III. As it is the duty of servants who are justly subjected to others, to perform their work with diligence and fidelity <to heir lord or rather master>; regarding God the common master of all, who is ever present with us: so ’tis the duty of masters to exact no more from servants than what they have a right to, and to abstain from all cruelty and insolence; as it becomes those who remember that all are of one blood, and naturally allied to each other, and that fortune is inconstant, that the souls and bodies of servants are of the same stuff with our own, and of a like constitution; and that all of us must give an account of our conduct to God the common Parent and Lord of all.

[1. ]Cf. Pufendorf, De officio 2.4.1.

[2. ]Titius, cited by Carmichael, Notes on Puf., p. 139.

[* ]Book II. xii. 4. [See Book II, chapt. ix.5 and chapt. xiii.4. The section referred to by the translator is wrong.]

[3. ]See Pufendorf, De officio 2.4.3.

[4. ]Hutcheson, with Carmichael (Notes on Puf., pp. 142–44 and note) and against Pufendorf and Barbeyrac rejects the idea of the slave as property and children born by a mother-slave as her fruit. See also System 3.3.1, vol. II, pp. 199–201.

[5. ]See System 3.3.1, vol. II, p. 201.

[* ]See the following ch. ix. 4. <and 5>.

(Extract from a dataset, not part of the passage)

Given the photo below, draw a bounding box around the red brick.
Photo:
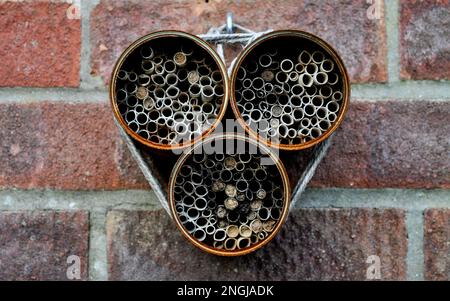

[]See Book II. xv. 5, 8. On this subject of slavery many just reasonings are to be found in Mr. Locke’s 2d. book on government; and Mr. Carmichael’s notes on Puffendorf, Book II. ch. iv. [In the Latin text “On this subject . . . etc” is a distinct note placed before Hutcheson’s list. So Hutcheson acknowledges that all his “maxims” (not just the second one) are based on Locke, Two Treatises 2. 16 and Carmichael’s notes on Pufendorf. Infact from Locke, Hutcheson derives the idea that even in a just war, the conquerors have not the right to enslave a nation, but only the governors and, even in that case, they cannot deprive their females and children of their land and property. From Carmichael, who quotes Locke approvingly, stem the ideas that most of the conquered are innocent, that a slave is not to be considered a property or a merchandise, that children of slave are born free.

[6. ]See System 3.3.3, vol. II, pp. 204–5.

[7. ]See System 3.3.4, vol. II, p. 208.

[* ]Book II. xiv. 3. {See Mr. Locke on govern. Book II. as also Hooker’s. Ecles. Polity, and Sidney on Government.} [Richard Hooker, Of the Laws of Ecclesiastical Polity (London, 1593); Algernon Sidney, Discourses Concerning Government (London, 1698).]

[8. ]See Carmichael, Notes on Puf., p. 141 for the same argument. See also System 3.3.6, vol. II, pp. 210–11.

[9. ]Square parenthesis in the original text.

[10. ]See System 3.3.5, vol. II, p. 210.